Parla di federalismo, ma siamo tornati al nazionalismo più duro: il salvataggio di Grecia, Portogallo e Spagna pesa meno delle elezioni tedesche in Nord Renania-Westfalia. Fino a dove si arriverà per ottenere una reazione?
Temo che si arriverà ad una instabilità sociale e politica molto, molto forte. La democrazia difficilmente potrà resistere a una forte contrazione del Pil e della ricchezza, tutto ciò si paga socialmente e politicamente. Forse allora si inizierà a ragionare in maniera diversa.
Parlando di instabilità sociale, com'è la situazione in Portogallo?
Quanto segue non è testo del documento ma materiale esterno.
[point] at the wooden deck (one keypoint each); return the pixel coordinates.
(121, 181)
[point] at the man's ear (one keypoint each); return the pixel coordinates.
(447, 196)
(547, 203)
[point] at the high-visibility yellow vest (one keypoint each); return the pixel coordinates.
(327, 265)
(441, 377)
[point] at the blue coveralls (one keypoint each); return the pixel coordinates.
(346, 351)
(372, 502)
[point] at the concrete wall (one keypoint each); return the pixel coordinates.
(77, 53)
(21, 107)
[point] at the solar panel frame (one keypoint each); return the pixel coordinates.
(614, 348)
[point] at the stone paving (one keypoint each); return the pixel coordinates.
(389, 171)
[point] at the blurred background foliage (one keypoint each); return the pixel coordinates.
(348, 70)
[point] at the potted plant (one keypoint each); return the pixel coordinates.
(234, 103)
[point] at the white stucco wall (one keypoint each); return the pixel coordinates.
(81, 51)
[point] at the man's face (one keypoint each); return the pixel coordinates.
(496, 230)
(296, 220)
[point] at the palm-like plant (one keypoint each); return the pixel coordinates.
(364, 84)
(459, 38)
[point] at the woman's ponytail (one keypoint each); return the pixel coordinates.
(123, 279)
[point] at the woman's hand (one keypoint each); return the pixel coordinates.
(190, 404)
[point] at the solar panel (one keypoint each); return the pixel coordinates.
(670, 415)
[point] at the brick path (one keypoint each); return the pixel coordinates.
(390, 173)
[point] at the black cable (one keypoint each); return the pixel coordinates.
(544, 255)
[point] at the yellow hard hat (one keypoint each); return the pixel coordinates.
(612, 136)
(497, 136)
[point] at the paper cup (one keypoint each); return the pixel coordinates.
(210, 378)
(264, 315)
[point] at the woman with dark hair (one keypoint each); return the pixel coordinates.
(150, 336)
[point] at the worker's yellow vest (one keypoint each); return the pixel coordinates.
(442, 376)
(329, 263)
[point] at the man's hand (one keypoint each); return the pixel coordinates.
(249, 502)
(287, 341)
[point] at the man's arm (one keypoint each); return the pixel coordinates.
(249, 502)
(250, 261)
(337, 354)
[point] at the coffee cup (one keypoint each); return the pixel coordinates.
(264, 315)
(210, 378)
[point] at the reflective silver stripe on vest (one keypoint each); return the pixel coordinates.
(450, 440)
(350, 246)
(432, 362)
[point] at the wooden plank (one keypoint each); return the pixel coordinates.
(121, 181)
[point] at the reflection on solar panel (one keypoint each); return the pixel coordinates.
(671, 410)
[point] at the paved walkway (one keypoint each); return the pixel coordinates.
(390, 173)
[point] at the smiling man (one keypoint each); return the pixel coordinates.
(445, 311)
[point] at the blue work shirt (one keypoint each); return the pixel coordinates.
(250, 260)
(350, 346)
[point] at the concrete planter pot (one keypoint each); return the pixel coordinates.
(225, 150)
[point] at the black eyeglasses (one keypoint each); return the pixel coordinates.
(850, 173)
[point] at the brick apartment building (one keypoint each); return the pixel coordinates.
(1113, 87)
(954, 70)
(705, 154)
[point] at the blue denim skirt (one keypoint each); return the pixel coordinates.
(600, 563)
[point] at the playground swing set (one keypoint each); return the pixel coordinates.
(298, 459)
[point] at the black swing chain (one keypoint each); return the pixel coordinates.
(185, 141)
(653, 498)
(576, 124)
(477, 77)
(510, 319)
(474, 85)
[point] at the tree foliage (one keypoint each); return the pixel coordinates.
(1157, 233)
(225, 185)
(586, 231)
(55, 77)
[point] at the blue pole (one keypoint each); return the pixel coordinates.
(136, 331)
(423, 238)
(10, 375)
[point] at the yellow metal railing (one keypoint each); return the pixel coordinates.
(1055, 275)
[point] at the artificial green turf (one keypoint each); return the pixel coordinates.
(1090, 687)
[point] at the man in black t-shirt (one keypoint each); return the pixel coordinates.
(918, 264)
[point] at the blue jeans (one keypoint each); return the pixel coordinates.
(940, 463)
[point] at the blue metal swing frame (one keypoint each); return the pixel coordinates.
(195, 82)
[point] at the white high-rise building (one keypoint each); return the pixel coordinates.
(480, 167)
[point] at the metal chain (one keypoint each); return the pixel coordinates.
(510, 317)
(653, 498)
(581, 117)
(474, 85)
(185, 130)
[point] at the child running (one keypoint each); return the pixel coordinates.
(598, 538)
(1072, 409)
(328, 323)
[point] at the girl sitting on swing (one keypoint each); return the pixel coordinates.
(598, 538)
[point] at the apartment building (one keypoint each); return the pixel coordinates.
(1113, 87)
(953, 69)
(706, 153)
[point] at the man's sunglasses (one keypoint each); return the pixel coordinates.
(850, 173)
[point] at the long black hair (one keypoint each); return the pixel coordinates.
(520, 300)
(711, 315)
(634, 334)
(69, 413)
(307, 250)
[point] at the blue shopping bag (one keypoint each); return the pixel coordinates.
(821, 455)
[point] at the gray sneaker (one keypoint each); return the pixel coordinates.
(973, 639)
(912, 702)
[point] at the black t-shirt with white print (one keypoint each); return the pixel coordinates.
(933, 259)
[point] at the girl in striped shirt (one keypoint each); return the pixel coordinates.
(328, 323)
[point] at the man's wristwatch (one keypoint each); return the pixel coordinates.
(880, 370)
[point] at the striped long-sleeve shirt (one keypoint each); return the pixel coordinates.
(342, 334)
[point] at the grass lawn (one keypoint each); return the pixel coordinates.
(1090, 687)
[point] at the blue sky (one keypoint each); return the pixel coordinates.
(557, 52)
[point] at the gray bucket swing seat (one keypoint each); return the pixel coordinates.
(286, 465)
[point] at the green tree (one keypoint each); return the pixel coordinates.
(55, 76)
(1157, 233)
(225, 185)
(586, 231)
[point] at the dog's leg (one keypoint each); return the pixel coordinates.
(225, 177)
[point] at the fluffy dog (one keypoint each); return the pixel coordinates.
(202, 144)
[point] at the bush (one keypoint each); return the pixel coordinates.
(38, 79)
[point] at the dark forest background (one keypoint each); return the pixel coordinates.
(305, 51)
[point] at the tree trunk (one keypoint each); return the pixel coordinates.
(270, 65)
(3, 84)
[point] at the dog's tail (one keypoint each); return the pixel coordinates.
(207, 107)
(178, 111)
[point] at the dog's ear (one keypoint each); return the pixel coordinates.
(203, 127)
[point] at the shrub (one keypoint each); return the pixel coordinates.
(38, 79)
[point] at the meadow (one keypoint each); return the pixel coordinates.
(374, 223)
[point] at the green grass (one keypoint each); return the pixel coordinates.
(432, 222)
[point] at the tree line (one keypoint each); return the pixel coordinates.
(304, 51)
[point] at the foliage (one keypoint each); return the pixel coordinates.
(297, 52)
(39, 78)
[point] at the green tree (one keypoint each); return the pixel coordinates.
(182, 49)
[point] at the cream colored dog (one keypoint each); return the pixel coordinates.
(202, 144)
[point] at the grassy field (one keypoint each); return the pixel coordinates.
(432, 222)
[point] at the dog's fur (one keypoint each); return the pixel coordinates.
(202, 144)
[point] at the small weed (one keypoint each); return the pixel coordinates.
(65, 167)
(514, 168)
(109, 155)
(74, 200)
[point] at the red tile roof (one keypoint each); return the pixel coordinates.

La situazione non è ancora critica e incontrollabile, come in Grecia. C'è una grande conflittualità, ma al momento è tra le élite, c'è un dibattito economico intenso tra chi vuole imporre tagli alle spese pubbliche, sociali ed agli investimenti, come il presidente Cavaco Silva, e chi sostiene che invece l'investimento pubblico è necessario, come parte del Partito socialista, il Bloque de Esquerra, il Partito comunista ed i sindacati. Il dibattito è aperto anche se va tenuto conto che l'Europa chiede tagli, vuole sangue. E mentre si discute, la situazione sta diventando sempre più difficile, non solo per il lavoro, ma anche per gli imprenditori. Ci sono ingenti linee di credito, già approvate, che non vengono erogate perché nel paese c'è paura di investire. Questo acuisce inevitabilmente la crisi.